The Problem with Jesus

24 03 2014
 And He said to them, “Go into all the world and preach the gospel to every creature.” Mark 16:15

I have been in full-time ministry for 33 years, mostly as a solo pastor. I have seen a marked difference in evangelism. Within the church we have not felt safe going door-to-door to spread the gospel, nor do those on the other side of the door feel safe in opening it. We have resorted to putting our efforts into what is now called “outreach”. This method  attracts the lost to an event or perhaps integrates itself into an event in which the lost participates. I like outreach and actively participate in it.

Once we get the opportunity to present the gospel, I see another difference, and this one comes from the attitude of the lost. Many do not want to hear it because they have already accepted a Jesus who fits into their opinion and lifestyle. There is also an attitude of cynicism toward those who present the gospel, augmented by the dawning of the internet. In spite of the antagonism and stereotypes, we still have a great commission to reach the world with the gospel. This blog excerpt will help us to think through one of evangelism’s roadblocks.

by Carl Laferton

The Problem with Jesus

When it comes to outreach, we have a problem with Jesus.

Not a problem with who Jesus is, of course. Jesus is the answer to all our deepest questions and longings. He is the compassionate one the broken search for, the forgiving one the flawed need, the strong one the weak can cry to, the challenging one the self-righteous require.

In evangelism, as in all ministry, if we’re not talking about Jesus, we’re missing the point and we’re missing the power.

Post-Christian Christ

We speak into an increasingly post-Christian society. That means that Jesus isn’t foreign; he’s domesticated. He’s a somebody, not a nobody — and you can take your pick about which somebody he is. There’s a whole smorgasbord of cultural “Christs,” and you just select the “Jesus” who best fits your mindset and lifestyle, and run with him. If ever you need to trade him in for a different version, that’s fine.

So you want a good teacher whose advice you can accept or ignore? Welcome, Good Teacher Jesus.

You’re after a freedom fighter with a blank placard onto which you can write your own slogan (violent revolution or lower taxes or more defense spending or no war)? You’ll love Freedom Fighter Jesus.

You’d like to reject Jesus as out-of-date and bigoted, and get on with living how you like? You need Intolerant Judge Jesus.

The one Jesus our culture doesn’t offer, and can’t stomach, is Original Jesus — the one who can’t be changed, but who calls us to change instead.

And that’s why we have a problem with Jesus in evangelism.

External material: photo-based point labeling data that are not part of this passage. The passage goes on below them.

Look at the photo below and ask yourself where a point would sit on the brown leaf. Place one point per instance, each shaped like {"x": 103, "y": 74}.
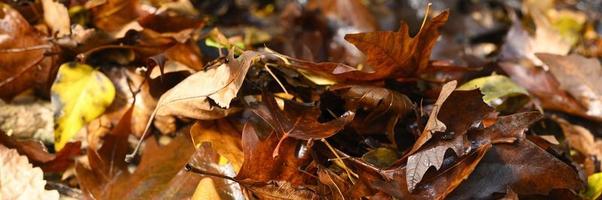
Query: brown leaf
{"x": 57, "y": 17}
{"x": 224, "y": 139}
{"x": 390, "y": 54}
{"x": 393, "y": 54}
{"x": 433, "y": 124}
{"x": 580, "y": 139}
{"x": 523, "y": 167}
{"x": 305, "y": 126}
{"x": 459, "y": 112}
{"x": 338, "y": 187}
{"x": 113, "y": 15}
{"x": 23, "y": 63}
{"x": 159, "y": 172}
{"x": 580, "y": 77}
{"x": 520, "y": 45}
{"x": 260, "y": 166}
{"x": 383, "y": 104}
{"x": 220, "y": 84}
{"x": 184, "y": 184}
{"x": 545, "y": 87}
{"x": 437, "y": 187}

As soon as you say “Jesus,” people hear “Intolerant Judge,” “Children’s Story,” “Distant God,” and so on. And then they hear whatever you say next — your explanation of the wonder of the cross, or the joy of the empty tomb, or the reality of judgment — within that false category they have of Jesus. Therefore, the gospel makes little sense and does not sound attractive, even though it’s the only thing that makes total sense and is infinitely wonderful! In a conversation where two people talk about Jesus, they are, in fact, often talking about two different people.

Making the Connection

What does this mean for our witness? First, we need to accept that the way we witness (though not its content) must change as society does. So we need to take the time to ask questions and listen well to people, so we know what image comes into their head when they hear “Jesus.”

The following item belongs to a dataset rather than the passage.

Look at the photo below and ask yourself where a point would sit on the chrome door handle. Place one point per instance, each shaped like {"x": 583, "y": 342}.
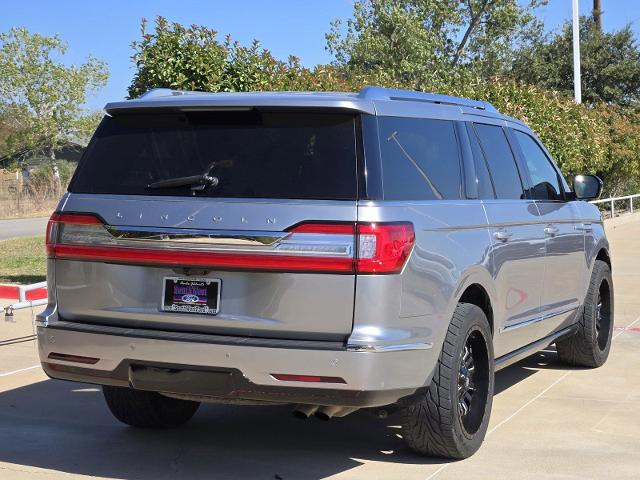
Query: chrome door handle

Then, we can connect their pale imitation Jesus with the full, technicolor high-definition glory of the Lord Jesus. Not by showing them how wrong they are, but by connecting with their image in one of two ways:

Jesus is better than you thought. “Yes, Jesus is a good teacher. But look, he’s a good teacher who can calm a storm. So he can’t be just a good teacher — he’s God, teaching. That puts Jesus in a whole new, more exciting, category, right?”

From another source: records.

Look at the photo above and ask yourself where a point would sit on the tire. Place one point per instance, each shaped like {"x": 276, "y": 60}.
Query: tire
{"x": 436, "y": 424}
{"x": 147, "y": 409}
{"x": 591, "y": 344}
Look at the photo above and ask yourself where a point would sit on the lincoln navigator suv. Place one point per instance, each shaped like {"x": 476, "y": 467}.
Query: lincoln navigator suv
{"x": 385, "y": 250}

What you think of Jesus is better than you think. “Yes, Jesus is an intolerant judge. He’s very intolerant of evil — aren’t you? And he will judge evildoers — and deep down I think you would like him to. Actually, it’s good news that Jesus is an intolerant judge. But it’s troubling news too . . .”

Meet Jesus, The Original

So when it comes to evangelism, we do have a problem with Jesus. But we also have a wonderful opportunity. In every way, the Jesus of history and of heaven is more genuine, and brings more joy, than the domesticated fake Christs of our culture. It’s our privilege to be able to say to someone, “Let me tell you about my Jesus. He’s more compassionate, more controversial, more compelling than you ever imagined. And he’s real. Wouldn’t you love to know him?”